Reinier Lores Riverón, directeur de l'ASEGEM - l'entité du Ministère du Commerce Intérieur (MINCIN) chargée de la logistique d'approvisionnement -, a reconnu le non-respect, mais a blâmé Washington pour le retard dans le déchargement du riz.
En plus d'un premier engagement de 30 000 tonnes annoncé également en janvier, le total de riz engagé par la Chine pour Cuba cette année s'élève à 90 000 tonnes, le plus grand volume historique de dons de ce grain entre les deux pays.
Le paquet d'urgence de Xi Jinping comprenait également 80 millions de dollars destinés à l'équipement électrique.
L'arrivée de ce deuxième lot au port de Santiago est vitale pour l'est de Cuba, une région historiquement plus en retard dans la distribution des denrées alimentaires.
La ministre du Commerce intérieur, Betsy Díaz Velázquez, avait indiqué que le riz chinois bénéficiera à 9,600,000 consommateurs dans toutes les provinces, ainsi qu'à des institutions d'éducation et de santé.
Le contexte dans lequel arrive la cargaison reflète la profondeur de la crise alimentaire que traverse Cuba.
La production nationale de riz est passée de 304 000 tonnes en 2018 à seulement 111 000 en 2025, face à une demande de 600 000 tonnes par an, ce qui oblige le pays à importer ou à recevoir en don près de 95 % du riz qu'il consomme.

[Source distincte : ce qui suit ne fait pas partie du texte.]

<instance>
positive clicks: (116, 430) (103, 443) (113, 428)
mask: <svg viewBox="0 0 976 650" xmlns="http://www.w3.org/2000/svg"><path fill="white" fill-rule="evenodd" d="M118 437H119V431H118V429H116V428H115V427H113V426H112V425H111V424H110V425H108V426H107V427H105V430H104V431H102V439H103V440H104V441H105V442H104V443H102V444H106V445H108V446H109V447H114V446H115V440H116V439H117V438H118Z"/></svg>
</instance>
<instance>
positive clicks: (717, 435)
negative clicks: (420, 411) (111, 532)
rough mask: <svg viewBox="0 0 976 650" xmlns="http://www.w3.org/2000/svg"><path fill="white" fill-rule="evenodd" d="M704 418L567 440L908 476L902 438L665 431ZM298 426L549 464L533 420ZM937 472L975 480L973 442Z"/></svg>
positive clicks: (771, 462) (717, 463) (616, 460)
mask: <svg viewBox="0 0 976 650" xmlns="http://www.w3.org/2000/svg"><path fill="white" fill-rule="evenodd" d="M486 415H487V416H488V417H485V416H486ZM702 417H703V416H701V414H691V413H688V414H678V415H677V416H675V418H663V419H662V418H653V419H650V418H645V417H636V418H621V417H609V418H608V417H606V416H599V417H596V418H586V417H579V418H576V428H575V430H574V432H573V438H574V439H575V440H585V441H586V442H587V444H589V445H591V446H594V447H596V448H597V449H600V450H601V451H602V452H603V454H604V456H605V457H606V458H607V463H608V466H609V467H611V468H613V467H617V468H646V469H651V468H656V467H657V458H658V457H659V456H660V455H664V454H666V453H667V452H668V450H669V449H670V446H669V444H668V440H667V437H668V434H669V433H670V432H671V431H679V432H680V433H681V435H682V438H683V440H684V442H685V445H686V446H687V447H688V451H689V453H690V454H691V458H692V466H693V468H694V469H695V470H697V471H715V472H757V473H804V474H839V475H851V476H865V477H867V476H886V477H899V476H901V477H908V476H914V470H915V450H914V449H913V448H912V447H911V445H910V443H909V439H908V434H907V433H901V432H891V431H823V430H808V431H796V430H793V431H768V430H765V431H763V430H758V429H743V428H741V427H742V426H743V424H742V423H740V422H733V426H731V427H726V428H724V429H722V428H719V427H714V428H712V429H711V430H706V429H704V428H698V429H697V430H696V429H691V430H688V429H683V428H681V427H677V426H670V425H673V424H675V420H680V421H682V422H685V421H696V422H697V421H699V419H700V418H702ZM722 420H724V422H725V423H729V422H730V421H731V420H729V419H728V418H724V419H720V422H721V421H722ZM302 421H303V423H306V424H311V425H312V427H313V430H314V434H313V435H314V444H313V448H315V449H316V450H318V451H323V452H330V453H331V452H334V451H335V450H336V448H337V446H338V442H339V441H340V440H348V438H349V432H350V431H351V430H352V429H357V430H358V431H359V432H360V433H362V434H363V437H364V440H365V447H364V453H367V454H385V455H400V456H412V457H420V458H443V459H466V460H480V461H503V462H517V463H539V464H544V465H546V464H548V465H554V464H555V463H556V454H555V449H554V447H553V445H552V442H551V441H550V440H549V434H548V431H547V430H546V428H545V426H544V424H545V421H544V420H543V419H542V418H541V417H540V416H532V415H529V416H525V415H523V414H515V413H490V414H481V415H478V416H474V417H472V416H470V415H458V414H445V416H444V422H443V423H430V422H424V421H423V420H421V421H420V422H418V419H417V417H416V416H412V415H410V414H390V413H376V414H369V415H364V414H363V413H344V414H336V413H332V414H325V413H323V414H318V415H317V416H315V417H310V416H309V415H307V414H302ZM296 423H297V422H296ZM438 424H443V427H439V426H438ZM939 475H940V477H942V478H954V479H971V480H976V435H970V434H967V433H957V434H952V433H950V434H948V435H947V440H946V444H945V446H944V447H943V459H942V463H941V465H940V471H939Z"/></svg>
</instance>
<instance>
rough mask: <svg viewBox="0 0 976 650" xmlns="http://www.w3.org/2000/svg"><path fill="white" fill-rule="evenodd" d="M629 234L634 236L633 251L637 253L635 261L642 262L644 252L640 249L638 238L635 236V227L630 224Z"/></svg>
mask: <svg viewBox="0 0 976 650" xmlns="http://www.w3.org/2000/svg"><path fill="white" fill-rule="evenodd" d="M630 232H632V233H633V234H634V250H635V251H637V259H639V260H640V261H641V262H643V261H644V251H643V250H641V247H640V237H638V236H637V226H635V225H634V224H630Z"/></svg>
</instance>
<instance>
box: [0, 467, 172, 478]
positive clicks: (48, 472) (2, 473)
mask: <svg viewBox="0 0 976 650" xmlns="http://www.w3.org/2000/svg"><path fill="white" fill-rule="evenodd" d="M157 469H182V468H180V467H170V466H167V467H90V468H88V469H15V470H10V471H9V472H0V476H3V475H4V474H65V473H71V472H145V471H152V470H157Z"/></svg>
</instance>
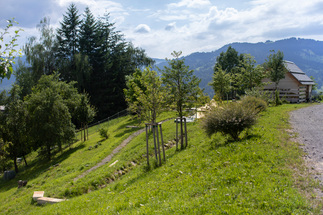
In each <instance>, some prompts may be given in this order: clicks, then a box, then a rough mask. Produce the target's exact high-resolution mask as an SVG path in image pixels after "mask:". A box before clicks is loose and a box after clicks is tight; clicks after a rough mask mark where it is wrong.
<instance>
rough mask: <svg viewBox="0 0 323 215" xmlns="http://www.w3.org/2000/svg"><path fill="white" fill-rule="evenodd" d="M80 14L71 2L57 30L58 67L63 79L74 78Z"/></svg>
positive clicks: (78, 50) (70, 80)
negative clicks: (71, 3)
mask: <svg viewBox="0 0 323 215" xmlns="http://www.w3.org/2000/svg"><path fill="white" fill-rule="evenodd" d="M80 23H81V20H80V15H79V14H78V10H77V8H76V6H75V4H71V5H70V6H69V8H68V9H67V13H66V15H64V16H63V21H62V22H61V23H60V24H61V27H60V28H59V29H58V30H57V40H58V50H57V58H58V59H59V61H58V67H59V70H60V73H61V74H62V78H63V79H64V80H65V81H72V80H76V79H77V78H76V75H77V71H76V62H75V55H76V54H77V53H78V52H79V28H80Z"/></svg>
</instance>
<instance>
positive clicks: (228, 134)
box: [202, 102, 257, 140]
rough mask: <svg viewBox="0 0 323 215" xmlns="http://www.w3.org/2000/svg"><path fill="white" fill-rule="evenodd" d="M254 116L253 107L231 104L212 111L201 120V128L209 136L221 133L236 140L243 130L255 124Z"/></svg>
mask: <svg viewBox="0 0 323 215" xmlns="http://www.w3.org/2000/svg"><path fill="white" fill-rule="evenodd" d="M256 115H257V112H256V110H255V108H254V107H252V106H246V105H243V104H242V103H240V102H233V103H229V104H226V105H223V106H220V107H217V108H214V109H212V110H211V111H210V112H209V113H208V114H207V115H206V117H205V118H204V119H203V122H202V127H203V129H204V130H205V131H206V133H207V134H208V135H209V136H211V135H212V134H215V133H217V132H221V133H222V134H224V135H229V136H231V137H232V138H233V139H234V140H238V139H239V135H240V133H241V132H242V131H243V130H245V129H247V128H250V127H251V126H253V125H254V124H255V123H256V119H257V116H256Z"/></svg>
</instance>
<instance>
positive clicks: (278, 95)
mask: <svg viewBox="0 0 323 215" xmlns="http://www.w3.org/2000/svg"><path fill="white" fill-rule="evenodd" d="M282 104H283V102H282V101H281V100H280V98H279V91H278V90H276V91H275V106H278V105H282Z"/></svg>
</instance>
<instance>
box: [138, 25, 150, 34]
mask: <svg viewBox="0 0 323 215" xmlns="http://www.w3.org/2000/svg"><path fill="white" fill-rule="evenodd" d="M135 32H136V33H141V34H146V33H149V32H150V27H149V26H148V25H146V24H139V25H138V26H137V27H136V28H135Z"/></svg>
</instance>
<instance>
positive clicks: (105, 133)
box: [99, 128, 109, 139]
mask: <svg viewBox="0 0 323 215" xmlns="http://www.w3.org/2000/svg"><path fill="white" fill-rule="evenodd" d="M99 134H100V136H101V137H102V138H103V139H108V138H109V134H108V129H107V128H100V129H99Z"/></svg>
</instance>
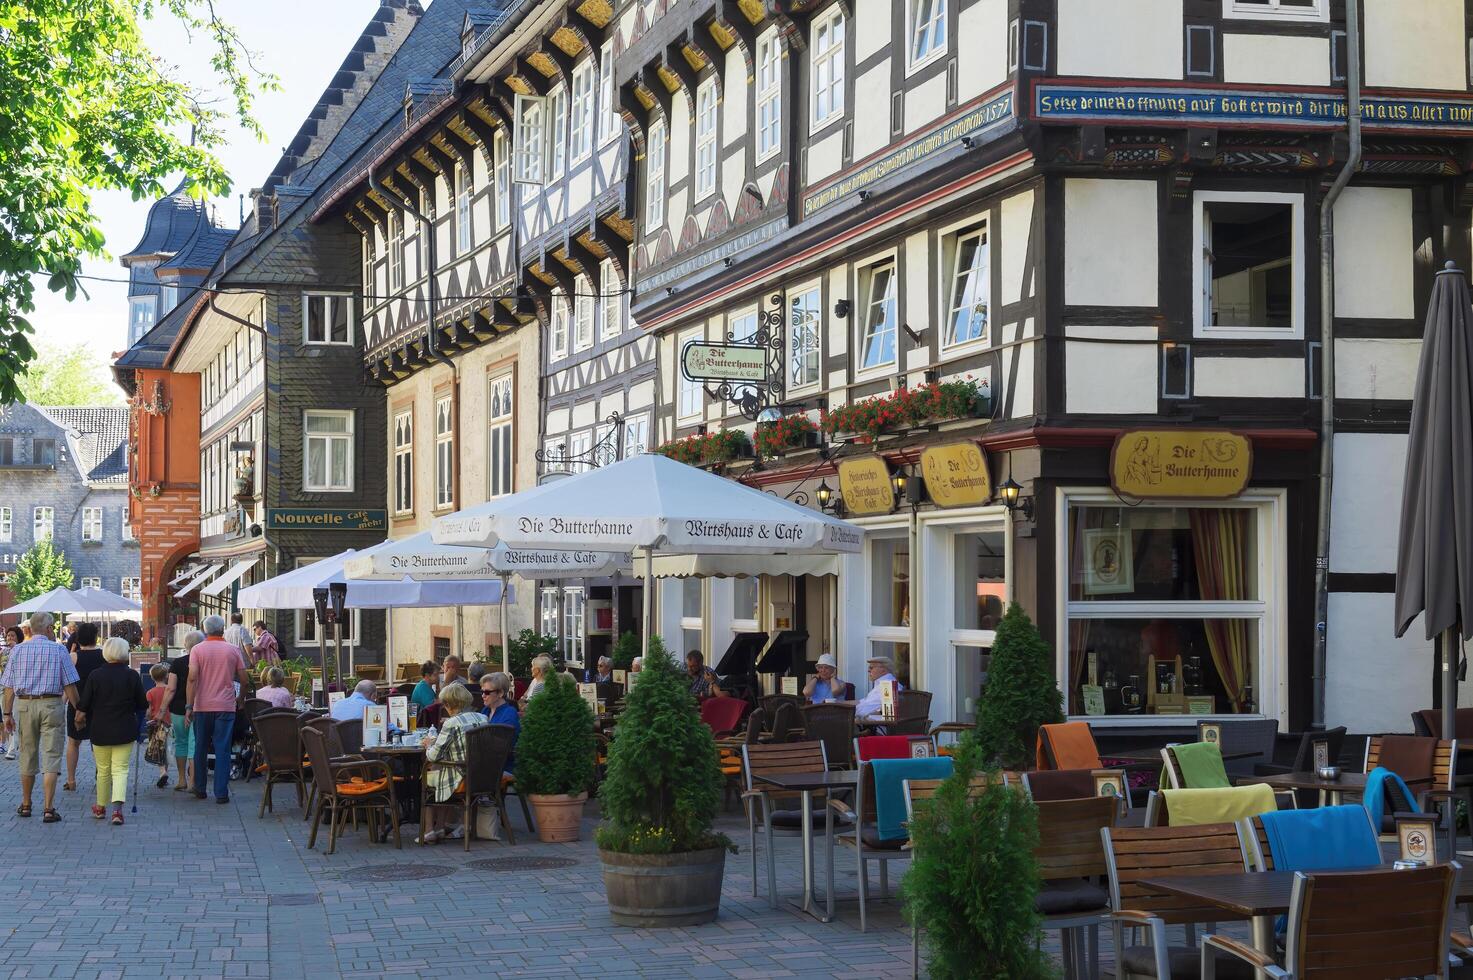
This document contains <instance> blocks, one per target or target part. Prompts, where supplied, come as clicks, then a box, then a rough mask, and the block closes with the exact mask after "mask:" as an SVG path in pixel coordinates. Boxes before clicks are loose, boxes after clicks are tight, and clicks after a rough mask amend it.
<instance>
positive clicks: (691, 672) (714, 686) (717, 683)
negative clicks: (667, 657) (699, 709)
mask: <svg viewBox="0 0 1473 980" xmlns="http://www.w3.org/2000/svg"><path fill="white" fill-rule="evenodd" d="M685 672H686V673H689V675H691V694H694V696H695V697H697V699H701V697H719V696H720V693H722V684H720V681H719V679H717V678H716V671H713V669H710V668H709V666H706V657H703V656H701V651H700V650H691V651H689V653H688V654H685Z"/></svg>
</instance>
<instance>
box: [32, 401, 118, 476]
mask: <svg viewBox="0 0 1473 980" xmlns="http://www.w3.org/2000/svg"><path fill="white" fill-rule="evenodd" d="M37 408H38V410H40V411H41V413H44V414H46V416H49V417H50V419H53V420H55V421H56V424H59V426H63V427H66V429H68V439H69V442H71V444H72V452H74V458H75V460H77V469H80V470H81V472H82V476H85V477H87V480H88V482H90V483H103V485H115V486H127V483H128V410H127V408H110V407H109V408H55V407H49V405H37Z"/></svg>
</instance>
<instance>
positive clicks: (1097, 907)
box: [1034, 796, 1119, 977]
mask: <svg viewBox="0 0 1473 980" xmlns="http://www.w3.org/2000/svg"><path fill="white" fill-rule="evenodd" d="M1036 806H1037V808H1038V846H1037V847H1036V849H1034V855H1036V856H1037V859H1038V875H1040V877H1041V878H1043V889H1040V890H1038V899H1037V908H1038V912H1040V914H1041V915H1043V928H1056V930H1059V933H1061V939H1062V940H1068V942H1064V943H1062V946H1064V973H1065V976H1069V977H1074V976H1089V977H1096V976H1099V927H1100V923H1103V921H1105V918H1106V917H1108V915H1109V912H1111V908H1109V893H1108V892H1106V890H1105V889H1103V887H1100V886H1099V884H1096V881H1097V880H1103V878H1105V877H1106V875H1108V874H1109V868H1108V867H1106V862H1105V844H1103V839H1102V836H1100V831H1102V830H1105V828H1109V827H1114V825H1115V816H1117V813H1118V812H1119V809H1118V806H1117V803H1115V800H1114V799H1112V797H1105V796H1094V797H1090V799H1086V800H1053V802H1044V803H1037V805H1036ZM1080 930H1084V933H1087V937H1086V936H1084V934H1080ZM1086 939H1087V945H1089V948H1087V949H1086ZM1081 961H1083V964H1081Z"/></svg>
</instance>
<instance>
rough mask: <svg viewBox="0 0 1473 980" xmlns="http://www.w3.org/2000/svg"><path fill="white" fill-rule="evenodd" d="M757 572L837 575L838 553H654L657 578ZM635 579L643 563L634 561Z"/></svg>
mask: <svg viewBox="0 0 1473 980" xmlns="http://www.w3.org/2000/svg"><path fill="white" fill-rule="evenodd" d="M756 575H838V556H837V554H669V556H658V554H657V556H655V559H654V576H655V578H657V579H688V578H707V579H728V578H751V576H756ZM635 578H641V579H642V578H644V564H642V563H639V561H635Z"/></svg>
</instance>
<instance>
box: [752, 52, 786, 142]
mask: <svg viewBox="0 0 1473 980" xmlns="http://www.w3.org/2000/svg"><path fill="white" fill-rule="evenodd" d="M756 81H757V133H756V144H757V158H756V161H757V162H759V164H760V162H763V161H766V159H770V158H772V156H775V155H776V153H778V152H779V150H781V149H782V41H779V40H778V31H776V29H773V31H767V32H766V34H763V35H762V37H760V38H757V72H756Z"/></svg>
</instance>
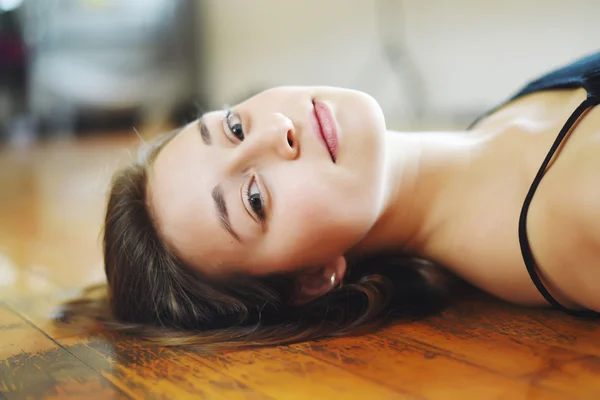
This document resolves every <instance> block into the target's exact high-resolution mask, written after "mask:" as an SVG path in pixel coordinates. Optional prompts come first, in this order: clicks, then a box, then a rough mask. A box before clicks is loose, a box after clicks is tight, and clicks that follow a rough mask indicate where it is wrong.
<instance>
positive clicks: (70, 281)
mask: <svg viewBox="0 0 600 400" xmlns="http://www.w3.org/2000/svg"><path fill="white" fill-rule="evenodd" d="M135 144H136V141H135V140H134V139H133V138H129V137H124V138H120V137H114V136H113V137H112V138H106V137H105V138H102V139H87V140H85V141H79V142H60V143H47V144H44V145H40V146H38V147H35V148H33V149H28V150H19V151H17V150H10V151H9V150H4V151H2V152H0V399H38V398H48V399H53V398H57V399H58V398H60V399H71V398H85V399H120V398H139V399H147V398H157V399H163V398H177V399H179V398H182V399H183V398H194V399H199V398H200V399H201V398H206V399H344V400H346V399H361V400H364V399H405V398H406V399H510V400H514V399H599V398H600V323H598V322H593V321H582V320H578V319H575V318H571V317H568V316H565V315H562V314H560V313H557V312H553V311H549V310H527V309H520V308H517V307H513V306H509V305H506V304H503V303H501V302H498V301H496V300H494V299H491V298H489V297H487V296H482V295H472V296H466V298H465V299H463V300H461V301H459V302H458V303H457V304H456V305H455V306H453V307H452V308H451V309H449V310H448V311H446V312H444V313H443V314H442V315H439V316H435V317H431V318H429V319H427V320H424V321H422V322H418V323H410V324H399V325H396V326H392V327H389V328H387V329H385V330H383V331H381V332H379V333H377V334H373V335H368V336H363V337H356V338H346V339H337V340H325V341H321V342H317V343H305V344H299V345H295V346H290V347H280V348H271V349H264V350H257V351H245V352H239V353H232V354H223V355H214V356H210V357H201V356H199V355H197V354H193V353H191V352H187V351H184V350H168V349H161V348H149V347H143V346H141V345H140V344H139V343H136V342H135V341H134V340H126V339H123V338H121V339H119V338H100V339H99V338H85V337H67V336H65V335H64V334H61V332H60V331H57V330H56V329H55V328H53V327H52V325H51V324H50V322H49V316H50V314H51V312H52V310H53V309H54V308H55V307H56V305H57V304H59V302H60V301H61V299H65V298H68V297H69V296H72V295H74V294H75V293H76V292H77V289H78V288H81V287H83V286H85V285H87V284H90V283H95V282H98V281H99V280H101V279H103V275H102V260H101V256H100V249H99V244H100V240H99V231H100V226H101V219H102V211H103V207H104V204H103V200H104V197H105V191H106V184H107V180H108V178H109V177H110V174H111V172H112V171H113V170H114V169H115V168H116V167H118V166H119V165H121V164H123V163H125V162H127V161H128V160H130V159H131V157H132V155H131V153H130V149H133V146H134V145H135Z"/></svg>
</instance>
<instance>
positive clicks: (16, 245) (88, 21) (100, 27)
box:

Sur le marché informel, la livre de grain dépasse les 400 pesos cubains dans certaines régions du pays.
La canasta familiale normée de juin dépend presque entièrement de dons internationaux, et non de production locale ni d'achats d'État.
Le retardement de près d'un mois dans le déchargement du premier lot à La Havane a suscité des inquiétudes concernant la capacité logistique du régime à distribuer l'aide à temps, et a déclenché une vague de critiques sur les réseaux sociaux.
«Après plus de 60 ans de révolution, Cuba doit dépendre des dons de riz pour nourrir son peuple», a écrit un utilisateur cubain en apprenant les envois.
Le chancelier Bruno Rodríguez a également averti que « le manque de carburant empêche près de 50 % des médicaments produits à Cuba au cours des derniers mois d'être distribués à travers le pays », ce qui illustre que les problèmes de distribution vont bien au-delà du riz.